When I first held my goddaughter in my arms, it was a deja vu of speechlessness! It was...supercalifragilisticexpialidocious (can't believe I even remotely remember how to spell that) how one minute I can have so much doubt and worry for my friend, all that is transformed into hope and a looking glass to my pettiness. Surely I could not worry about her moving away after this miracle. I could only ask myself what is best for her and what will make her happy.

I did not expect to feel so abashed to have told my friend not to have children so early. The words "finish school" and "build a career" were bonking me on the head. I admit my biggest flaw is trying to instill my beliefs onto her (this would not be the first in our long history) but I really felt ass-inine. It felt absurd to have said "a baby would get in the way of building your dream", not realizing that this IS her dream and she has finally arrived.

I can admit that I always have loved being around children, their genuineness validates my hope in the good of humanity. Children do not know how to hate or discriminate, they are taught to. But amidst this adoration for children, I was never sure I wanted children of my own...I always thought of the many orphans in our country and all over the world, of the hate, pain and suffering in this world. In a nutshell, I could never fathom that I could ever be strong enough to raise a happy and healthy child against the odds of our society.

I felt fortunate and honored to be able to share this experience. I took on a huge responsibility upon myself and never felt more empowered & motivated. I reviewed my thoughts as I obsessively do and I realize I acquired an appreciation for having children. This is not to say I want to have children per se, but I truly understand and relate to the beauty and magic of it.

I find myself having random thoughts about my own future and what if I never choose to have children? The thought normally scares me, I would never want to regret not doing something, but seeing Arianna grow up happy and healthy would provide me just as much gratification. She is not even a year old yet and already she is teaching me how to be better!

I want to excel more at my job and exert constant effort to expand the company because of her, to save money to help pay for college (damn it she is going!), to be there for her when she is mad at mom (sorry Ang) and whatever tribulations that may obstruct her path.

I always thought a baby would be too much work, money and all things aimless. Touche~ I find myself wanting to improve so she can have the absolute best support with an array of options. As opposed to just being a money grubber, this is the type of motivation I am comfortable with.
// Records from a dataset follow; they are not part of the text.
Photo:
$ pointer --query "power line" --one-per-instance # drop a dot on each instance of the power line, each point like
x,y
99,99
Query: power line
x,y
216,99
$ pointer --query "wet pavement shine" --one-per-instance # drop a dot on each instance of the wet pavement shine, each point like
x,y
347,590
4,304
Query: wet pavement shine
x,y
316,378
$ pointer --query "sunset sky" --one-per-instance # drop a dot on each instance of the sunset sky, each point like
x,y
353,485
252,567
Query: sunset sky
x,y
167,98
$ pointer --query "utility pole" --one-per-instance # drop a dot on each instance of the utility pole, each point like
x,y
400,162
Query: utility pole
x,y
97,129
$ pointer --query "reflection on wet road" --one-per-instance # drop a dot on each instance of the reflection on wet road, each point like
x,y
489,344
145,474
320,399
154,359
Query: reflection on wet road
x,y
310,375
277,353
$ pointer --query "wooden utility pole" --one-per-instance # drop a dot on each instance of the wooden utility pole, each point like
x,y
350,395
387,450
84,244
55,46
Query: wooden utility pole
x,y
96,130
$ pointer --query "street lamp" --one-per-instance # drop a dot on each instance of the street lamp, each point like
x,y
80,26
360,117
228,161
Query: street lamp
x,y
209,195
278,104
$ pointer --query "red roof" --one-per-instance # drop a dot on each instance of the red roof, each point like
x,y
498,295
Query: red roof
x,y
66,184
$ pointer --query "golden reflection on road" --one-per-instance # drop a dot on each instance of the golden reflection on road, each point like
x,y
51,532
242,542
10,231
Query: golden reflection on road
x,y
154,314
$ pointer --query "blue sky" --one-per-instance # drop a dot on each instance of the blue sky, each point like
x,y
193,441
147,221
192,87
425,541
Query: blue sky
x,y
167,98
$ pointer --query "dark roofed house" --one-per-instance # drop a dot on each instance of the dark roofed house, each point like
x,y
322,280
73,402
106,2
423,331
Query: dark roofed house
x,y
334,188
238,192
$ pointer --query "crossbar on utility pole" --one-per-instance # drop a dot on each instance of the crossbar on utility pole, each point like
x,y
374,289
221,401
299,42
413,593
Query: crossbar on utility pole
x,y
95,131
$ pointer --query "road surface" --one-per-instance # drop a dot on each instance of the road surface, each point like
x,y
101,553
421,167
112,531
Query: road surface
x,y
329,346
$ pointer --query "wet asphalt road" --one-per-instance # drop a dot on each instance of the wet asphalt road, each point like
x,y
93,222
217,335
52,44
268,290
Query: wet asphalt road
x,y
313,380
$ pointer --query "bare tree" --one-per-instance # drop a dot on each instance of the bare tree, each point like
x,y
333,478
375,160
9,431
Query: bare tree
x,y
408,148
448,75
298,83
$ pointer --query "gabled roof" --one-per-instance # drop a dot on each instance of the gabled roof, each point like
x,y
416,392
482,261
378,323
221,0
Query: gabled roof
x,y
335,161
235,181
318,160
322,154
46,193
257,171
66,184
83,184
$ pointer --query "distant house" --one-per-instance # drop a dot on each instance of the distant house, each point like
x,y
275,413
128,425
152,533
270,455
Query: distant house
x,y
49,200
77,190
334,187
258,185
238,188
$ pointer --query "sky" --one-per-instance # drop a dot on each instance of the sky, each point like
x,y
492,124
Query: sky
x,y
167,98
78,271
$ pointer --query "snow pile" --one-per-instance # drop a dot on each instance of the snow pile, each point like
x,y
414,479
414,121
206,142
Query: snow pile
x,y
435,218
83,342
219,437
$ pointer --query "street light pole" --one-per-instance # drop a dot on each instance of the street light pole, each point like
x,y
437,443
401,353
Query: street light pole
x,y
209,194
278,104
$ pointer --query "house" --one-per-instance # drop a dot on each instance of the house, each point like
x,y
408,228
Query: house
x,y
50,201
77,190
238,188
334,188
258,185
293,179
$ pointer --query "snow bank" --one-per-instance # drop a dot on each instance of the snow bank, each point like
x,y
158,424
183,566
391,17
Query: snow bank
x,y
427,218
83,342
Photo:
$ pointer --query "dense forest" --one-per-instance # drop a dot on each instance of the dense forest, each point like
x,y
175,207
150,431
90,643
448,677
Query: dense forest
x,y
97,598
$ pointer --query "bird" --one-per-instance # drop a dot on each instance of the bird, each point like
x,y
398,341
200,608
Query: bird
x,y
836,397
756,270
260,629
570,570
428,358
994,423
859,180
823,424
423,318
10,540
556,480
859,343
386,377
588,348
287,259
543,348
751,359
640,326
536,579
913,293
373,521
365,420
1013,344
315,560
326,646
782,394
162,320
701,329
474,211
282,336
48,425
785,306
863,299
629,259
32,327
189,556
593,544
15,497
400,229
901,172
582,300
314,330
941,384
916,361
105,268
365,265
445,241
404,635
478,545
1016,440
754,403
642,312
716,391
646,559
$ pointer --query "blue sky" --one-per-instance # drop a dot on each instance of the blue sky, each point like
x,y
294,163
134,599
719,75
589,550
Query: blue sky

To an outsider, perhaps I sound like an extravagant ranter...but I truly feel endowed. I am a lover of thought and reflection, this experience brings a myriad of new insights. Although my job has its excessive place in my priorities, stopping every once in awhile to smell the daisies (or in this context, nice baby smells) is now vital to me.

My friend has taught me the invaluable milestone of having a child...it changes you & shows our everyday blatant faults in former perceptions. I admire her strength & courage and have absolute love, utter adoration for you babe


So...from the pessimist who has ALWAYS proclaimed: the glass half empty instead of full...I now venture that the glass is actually half bigger than it needs to be!

But should you ever see your glass half empty, remember where the other half is.

I know you always say I am the strong one but I could never have done it~ Repeatedly bowing: "We are not worthy, we are not worthy!!!"